Post-secondary and Graduate School
After high school, the options for seriously training to become a translator or interpreter expand tenfold. Although most translators and interpreters hold a bachelor’s degree in language or the field in which they will be translating, this is not always the case. Individuals who are already bilingual may get an associate’s degree in business and launch their interpreting or translation businesses shortly thereafter, picking up certifications and gaining experience along the way. Many literary translators or academic translators and interpreters hold M.A. and Ph.D. degrees in either language or the field in which they translate (such as the arts, history, business, engineering, science, etc.).
“I have a B.A. in French and a B.A. in Fine Arts, as well as a M.A. in French and Francophone Studies. While pursuing my doctoral work in French, I took a translation seminar and really enjoyed it. Shortly thereafter, I began translating literary and arts-related academic and general media articles. My background in the arts was absolutely essential to my early translation career. Since then, I’ve diversified into film, marketing and non-profit translations as well,” says Jen Westmoreland Bouchard, who owns her own translating business.
“I have only ever taken a single course on translation. I have bachelors and masters degrees in French.” Yohana Valdez, French Translator
“I do not have a degree in translations. I have a BA in Latin American Studies, and I have lived in Ecuador, Spain, Mexico, and Puerto Rico,” says Janine Libbey, Spanish Translator and Intepreter for P&L Translations.

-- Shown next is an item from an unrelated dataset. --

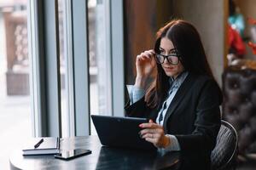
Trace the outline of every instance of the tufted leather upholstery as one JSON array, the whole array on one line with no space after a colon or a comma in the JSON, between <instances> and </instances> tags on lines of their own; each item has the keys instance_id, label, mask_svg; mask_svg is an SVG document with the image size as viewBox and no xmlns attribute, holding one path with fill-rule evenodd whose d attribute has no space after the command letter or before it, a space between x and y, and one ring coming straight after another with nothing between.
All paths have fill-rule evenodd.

Within the past ten years, academic programs that focus specifically on translation and interpreting have cropped up all over the country, mostly in major research institutions. Students can either major or minor in translation or interpreting. A number of these degrees can also be completed through distance learning or online programs. Internships and “in the field” experience are large components of these programs.
Gaining Experience in the Field
Experience in the field is absolutely necessary to become a professional translator or interpreter. Many translators gain experience during or after they complete their formation translation training or degree by working for an in-house translation company, or volunteer by translating documents for a non-profit. There are many volunteer opportunities available through organizations such as the Special Olympics or the Red Cross for both translators and interpreters.
Potential translators and interpreters should think through opportunities in their own communities as well.
It is essential for new translators and interpreters to find mentors in the field. These established professionals are priceless in terms of providing guidance and contacts in the field. If you don’t know anyone who could serve as a mentor, both the American Translators Association and the Registry of Interpreters for the Deaf offer formal mentoring programs. Additionally, most academic programs have databases of translators who are available for mentoring. At the very least, aspiring translators and interpreters should interview or shadow a professional to make sure they really understand the ins and outs of the field and the day to day life of a translator or interpreter.